İÇMEDEN SARHOŞ OLMAK!

Alkol satışlarına getirilen yasaklar, zihinlerimizde çağrışımlar yaptı.Cumhurbaşkanı Sayın Recep Tayyip Erdoğan, alkol yasağını savunurken 'KAFASI KIYAK NESİL İSTEMİYORUZ!' buyurmuş.

Alkol satışlarına getirilen yasaklar, zihinlerimizde çağrışımlar yaptı. Cumhurbaşkanı Sayın Recep Tayyip Erdoğan, alkol yasağını savunurken

“KAFASI KIYAK NESİL İSTEMİYORUZ!”

buyurmuş. Bizim nükteleriyle meşhur Siirtli bir Kadrimiz vardı. Merhum:

-Sarhoş olmak için içmeye ne gerek. Eline fileni al, çarşı pazara çık, sebzelerin, meyvelerin, zaruri ihtiyaç maddelerinin fiyatlarını sor, zaten içmeden sarhoş olacaksın! derdi.

Bir de grevlere, gösterilere katılanların söylemlerine kulak verelim:

-Yediğimiz coplardan, biber gazından, üzerimize sıkılan tazyikli sudan zaten ayık kalamıyoruz ki! İçki içmeye ne lüzum!

Hem içkilerle, sarhoşlarla uğraşmak yeni bir durum değil.
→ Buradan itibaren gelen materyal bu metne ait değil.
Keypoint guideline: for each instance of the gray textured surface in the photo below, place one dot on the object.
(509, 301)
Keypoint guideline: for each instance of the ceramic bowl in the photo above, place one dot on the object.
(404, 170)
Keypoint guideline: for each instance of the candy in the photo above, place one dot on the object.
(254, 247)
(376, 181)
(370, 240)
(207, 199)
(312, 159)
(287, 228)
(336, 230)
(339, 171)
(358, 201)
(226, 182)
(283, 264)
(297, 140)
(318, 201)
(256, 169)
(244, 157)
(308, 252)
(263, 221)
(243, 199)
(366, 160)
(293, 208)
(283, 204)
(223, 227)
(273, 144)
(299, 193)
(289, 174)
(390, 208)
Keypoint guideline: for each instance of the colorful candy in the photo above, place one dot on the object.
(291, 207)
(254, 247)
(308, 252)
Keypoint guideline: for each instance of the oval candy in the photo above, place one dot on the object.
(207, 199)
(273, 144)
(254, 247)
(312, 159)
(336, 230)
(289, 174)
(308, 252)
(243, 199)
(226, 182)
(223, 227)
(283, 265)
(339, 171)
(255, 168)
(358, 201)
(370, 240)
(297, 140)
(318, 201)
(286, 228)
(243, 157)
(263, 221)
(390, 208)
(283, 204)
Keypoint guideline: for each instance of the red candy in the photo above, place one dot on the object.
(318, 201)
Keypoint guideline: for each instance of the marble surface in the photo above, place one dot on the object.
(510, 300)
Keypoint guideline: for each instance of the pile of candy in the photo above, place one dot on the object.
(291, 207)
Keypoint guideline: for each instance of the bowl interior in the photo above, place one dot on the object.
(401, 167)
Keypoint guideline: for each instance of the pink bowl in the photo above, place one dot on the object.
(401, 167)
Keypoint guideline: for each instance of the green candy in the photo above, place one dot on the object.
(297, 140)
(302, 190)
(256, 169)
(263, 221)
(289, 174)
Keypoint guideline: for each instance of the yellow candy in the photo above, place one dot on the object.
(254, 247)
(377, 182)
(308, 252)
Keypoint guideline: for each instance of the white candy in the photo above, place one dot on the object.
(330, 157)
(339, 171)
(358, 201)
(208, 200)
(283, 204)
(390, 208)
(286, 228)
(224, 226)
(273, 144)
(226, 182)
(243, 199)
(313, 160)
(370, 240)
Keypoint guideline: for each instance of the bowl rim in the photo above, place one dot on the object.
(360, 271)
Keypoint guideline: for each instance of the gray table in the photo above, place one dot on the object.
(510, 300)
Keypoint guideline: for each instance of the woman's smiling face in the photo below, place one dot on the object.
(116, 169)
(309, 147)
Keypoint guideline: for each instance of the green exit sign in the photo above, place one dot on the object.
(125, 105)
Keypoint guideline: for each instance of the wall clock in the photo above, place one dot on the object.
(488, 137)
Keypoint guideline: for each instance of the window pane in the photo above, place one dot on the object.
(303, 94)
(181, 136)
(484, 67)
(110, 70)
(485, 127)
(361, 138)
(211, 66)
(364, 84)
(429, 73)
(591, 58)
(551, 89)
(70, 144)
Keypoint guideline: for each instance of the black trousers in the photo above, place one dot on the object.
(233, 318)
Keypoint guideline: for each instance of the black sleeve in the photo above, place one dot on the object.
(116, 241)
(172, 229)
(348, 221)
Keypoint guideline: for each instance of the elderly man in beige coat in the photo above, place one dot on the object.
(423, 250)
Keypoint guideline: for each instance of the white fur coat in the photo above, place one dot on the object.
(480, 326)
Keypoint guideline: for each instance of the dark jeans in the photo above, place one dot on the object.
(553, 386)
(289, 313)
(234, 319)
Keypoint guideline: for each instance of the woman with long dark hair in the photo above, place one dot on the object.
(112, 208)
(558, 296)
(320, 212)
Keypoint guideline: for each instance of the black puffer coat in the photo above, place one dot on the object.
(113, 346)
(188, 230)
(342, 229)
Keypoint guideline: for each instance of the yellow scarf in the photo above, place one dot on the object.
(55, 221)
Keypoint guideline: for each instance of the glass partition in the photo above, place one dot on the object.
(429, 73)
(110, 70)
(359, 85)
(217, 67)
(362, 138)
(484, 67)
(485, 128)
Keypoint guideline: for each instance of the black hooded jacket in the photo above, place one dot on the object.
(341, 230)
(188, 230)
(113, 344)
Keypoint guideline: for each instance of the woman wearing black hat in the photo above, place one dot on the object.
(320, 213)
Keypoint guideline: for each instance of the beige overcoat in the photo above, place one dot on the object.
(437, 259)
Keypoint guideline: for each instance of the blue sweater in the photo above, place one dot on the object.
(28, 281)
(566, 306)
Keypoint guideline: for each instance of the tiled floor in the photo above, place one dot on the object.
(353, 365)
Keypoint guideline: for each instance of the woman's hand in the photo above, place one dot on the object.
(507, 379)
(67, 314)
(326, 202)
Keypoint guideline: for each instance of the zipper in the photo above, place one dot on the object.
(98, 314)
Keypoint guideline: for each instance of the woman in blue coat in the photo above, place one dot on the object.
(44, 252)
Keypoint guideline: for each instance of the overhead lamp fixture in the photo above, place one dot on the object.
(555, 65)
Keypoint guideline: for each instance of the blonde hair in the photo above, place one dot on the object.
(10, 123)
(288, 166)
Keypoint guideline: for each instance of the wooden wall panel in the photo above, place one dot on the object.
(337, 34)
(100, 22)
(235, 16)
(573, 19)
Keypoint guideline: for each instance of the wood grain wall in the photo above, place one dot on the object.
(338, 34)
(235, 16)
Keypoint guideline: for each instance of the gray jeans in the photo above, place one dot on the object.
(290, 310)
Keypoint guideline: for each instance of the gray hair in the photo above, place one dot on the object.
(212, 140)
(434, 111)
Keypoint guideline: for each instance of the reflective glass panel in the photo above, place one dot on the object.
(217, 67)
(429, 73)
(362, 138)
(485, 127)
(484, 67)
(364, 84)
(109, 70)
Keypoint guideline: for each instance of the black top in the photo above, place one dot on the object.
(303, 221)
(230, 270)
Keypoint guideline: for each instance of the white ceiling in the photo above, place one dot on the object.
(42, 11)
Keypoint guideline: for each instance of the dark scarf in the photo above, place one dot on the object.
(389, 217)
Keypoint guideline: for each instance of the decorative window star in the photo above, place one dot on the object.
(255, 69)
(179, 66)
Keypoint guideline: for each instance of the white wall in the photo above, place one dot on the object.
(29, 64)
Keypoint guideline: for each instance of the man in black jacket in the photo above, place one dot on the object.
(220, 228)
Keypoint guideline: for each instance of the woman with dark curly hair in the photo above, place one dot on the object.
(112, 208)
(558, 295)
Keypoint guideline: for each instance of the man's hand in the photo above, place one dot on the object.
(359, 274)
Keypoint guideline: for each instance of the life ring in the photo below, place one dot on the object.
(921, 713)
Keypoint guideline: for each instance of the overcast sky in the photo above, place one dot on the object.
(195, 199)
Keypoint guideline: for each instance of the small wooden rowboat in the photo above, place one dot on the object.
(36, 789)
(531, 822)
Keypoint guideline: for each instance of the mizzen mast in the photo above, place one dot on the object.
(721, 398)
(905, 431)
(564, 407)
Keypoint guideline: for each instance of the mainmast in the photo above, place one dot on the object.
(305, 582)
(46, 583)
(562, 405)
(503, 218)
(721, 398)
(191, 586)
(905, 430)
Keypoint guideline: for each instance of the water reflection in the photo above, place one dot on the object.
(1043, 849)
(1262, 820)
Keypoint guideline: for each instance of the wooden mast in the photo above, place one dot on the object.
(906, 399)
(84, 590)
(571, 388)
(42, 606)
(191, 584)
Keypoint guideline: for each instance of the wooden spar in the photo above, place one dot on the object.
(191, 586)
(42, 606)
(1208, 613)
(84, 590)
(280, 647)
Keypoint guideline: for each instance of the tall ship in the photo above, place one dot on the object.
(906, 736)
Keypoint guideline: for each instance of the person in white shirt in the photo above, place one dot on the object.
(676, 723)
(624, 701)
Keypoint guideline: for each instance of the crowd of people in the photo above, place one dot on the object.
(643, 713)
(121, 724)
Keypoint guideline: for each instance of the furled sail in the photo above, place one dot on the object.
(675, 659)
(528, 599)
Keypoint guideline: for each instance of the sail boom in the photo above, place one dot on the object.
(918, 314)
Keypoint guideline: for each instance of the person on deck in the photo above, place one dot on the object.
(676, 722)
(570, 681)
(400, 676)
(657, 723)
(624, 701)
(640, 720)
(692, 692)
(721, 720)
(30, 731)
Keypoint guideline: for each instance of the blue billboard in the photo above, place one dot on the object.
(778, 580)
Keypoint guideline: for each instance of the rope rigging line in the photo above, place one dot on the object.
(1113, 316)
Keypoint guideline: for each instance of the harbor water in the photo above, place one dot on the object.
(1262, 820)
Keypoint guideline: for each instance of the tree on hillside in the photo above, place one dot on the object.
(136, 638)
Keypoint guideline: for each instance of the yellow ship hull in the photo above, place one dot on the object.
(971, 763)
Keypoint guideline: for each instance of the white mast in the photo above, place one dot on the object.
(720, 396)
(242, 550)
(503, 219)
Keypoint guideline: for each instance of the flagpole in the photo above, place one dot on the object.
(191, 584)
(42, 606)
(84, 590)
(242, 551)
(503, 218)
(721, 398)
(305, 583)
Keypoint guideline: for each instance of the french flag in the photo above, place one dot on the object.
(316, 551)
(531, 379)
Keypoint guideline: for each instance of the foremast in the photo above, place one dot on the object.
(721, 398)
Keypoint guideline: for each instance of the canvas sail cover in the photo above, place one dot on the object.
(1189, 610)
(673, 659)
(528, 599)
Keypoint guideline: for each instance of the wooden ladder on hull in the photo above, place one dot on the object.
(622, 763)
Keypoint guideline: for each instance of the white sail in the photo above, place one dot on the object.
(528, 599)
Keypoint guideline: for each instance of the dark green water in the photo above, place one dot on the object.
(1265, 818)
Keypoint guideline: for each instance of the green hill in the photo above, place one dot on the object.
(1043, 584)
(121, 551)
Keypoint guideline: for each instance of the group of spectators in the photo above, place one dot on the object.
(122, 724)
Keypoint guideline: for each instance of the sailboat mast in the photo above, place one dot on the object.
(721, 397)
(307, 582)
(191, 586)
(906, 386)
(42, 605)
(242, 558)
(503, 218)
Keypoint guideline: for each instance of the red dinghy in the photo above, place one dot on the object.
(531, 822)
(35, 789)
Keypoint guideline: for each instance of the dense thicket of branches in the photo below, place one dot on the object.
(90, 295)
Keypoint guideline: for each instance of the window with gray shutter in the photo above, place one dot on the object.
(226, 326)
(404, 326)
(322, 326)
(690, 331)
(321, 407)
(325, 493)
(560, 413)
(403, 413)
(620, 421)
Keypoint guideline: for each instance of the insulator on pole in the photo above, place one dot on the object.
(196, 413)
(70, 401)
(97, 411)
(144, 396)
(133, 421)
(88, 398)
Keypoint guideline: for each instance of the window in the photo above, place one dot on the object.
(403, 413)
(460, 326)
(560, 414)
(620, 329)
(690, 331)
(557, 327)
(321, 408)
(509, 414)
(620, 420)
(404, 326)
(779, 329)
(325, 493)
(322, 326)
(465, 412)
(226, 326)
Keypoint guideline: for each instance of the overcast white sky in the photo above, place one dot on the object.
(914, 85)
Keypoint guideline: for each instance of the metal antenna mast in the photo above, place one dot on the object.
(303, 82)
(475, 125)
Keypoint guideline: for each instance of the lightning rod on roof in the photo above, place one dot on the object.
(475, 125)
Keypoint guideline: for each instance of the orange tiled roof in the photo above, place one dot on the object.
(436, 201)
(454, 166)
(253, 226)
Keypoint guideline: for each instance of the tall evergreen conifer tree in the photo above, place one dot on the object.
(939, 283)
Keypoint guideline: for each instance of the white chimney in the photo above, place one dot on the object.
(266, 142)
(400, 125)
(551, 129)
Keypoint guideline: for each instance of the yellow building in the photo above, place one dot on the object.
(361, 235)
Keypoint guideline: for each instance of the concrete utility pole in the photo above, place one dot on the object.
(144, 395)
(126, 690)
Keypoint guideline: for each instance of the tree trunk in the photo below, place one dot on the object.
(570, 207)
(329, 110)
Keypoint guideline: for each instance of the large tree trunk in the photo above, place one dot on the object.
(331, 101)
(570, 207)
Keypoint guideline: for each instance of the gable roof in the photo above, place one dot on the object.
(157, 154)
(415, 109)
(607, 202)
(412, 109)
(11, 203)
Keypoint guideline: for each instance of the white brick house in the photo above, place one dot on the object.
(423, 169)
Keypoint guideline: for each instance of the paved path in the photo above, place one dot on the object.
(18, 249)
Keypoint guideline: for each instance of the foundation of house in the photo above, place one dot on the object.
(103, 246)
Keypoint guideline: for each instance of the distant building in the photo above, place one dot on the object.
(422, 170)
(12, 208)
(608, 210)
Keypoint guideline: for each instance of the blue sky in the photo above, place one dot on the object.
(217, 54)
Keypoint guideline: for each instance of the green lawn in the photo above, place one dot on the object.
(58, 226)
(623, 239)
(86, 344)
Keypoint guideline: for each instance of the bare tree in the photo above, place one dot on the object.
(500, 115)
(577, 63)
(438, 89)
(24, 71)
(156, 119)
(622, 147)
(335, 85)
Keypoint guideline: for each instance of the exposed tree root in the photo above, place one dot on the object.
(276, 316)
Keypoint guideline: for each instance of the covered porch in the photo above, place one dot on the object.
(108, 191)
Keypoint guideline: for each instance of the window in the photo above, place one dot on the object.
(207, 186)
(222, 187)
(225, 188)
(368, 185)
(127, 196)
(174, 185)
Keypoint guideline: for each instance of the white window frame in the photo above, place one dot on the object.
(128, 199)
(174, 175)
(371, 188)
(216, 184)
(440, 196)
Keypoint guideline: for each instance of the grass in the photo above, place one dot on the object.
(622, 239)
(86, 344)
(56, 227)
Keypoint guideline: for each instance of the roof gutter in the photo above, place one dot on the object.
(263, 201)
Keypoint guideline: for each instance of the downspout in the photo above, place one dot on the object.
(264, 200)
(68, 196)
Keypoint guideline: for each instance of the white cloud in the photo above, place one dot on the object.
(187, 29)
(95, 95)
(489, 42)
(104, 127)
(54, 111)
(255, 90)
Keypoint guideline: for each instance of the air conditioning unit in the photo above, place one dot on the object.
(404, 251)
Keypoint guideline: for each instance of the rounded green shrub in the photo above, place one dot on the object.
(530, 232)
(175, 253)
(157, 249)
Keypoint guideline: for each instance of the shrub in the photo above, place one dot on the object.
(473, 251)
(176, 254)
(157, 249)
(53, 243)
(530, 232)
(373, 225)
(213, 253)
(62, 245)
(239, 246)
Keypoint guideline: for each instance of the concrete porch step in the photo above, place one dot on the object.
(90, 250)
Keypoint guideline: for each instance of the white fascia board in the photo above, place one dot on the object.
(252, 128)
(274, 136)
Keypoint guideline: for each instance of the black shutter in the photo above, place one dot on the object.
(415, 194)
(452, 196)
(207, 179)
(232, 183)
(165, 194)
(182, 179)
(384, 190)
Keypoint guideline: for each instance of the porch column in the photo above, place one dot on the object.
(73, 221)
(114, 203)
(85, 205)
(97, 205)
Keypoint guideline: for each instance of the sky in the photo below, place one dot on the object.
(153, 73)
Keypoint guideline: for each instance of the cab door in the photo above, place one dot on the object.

Geçmiş yıllarda da İslam coğrafyasında içkiyi yasaklamak isteyenler olmuştur.  Bunların içinde en bilineni Osmanlı Sultanlarından 4. Murat’tır. İçkiye ve tütüne karşı savaş açmasına karşılık, kendisinin bir numaralı içici olduğu ve bu yüzden genç yaşta vefat ettiği tarihe düşülen notlar arasındadır.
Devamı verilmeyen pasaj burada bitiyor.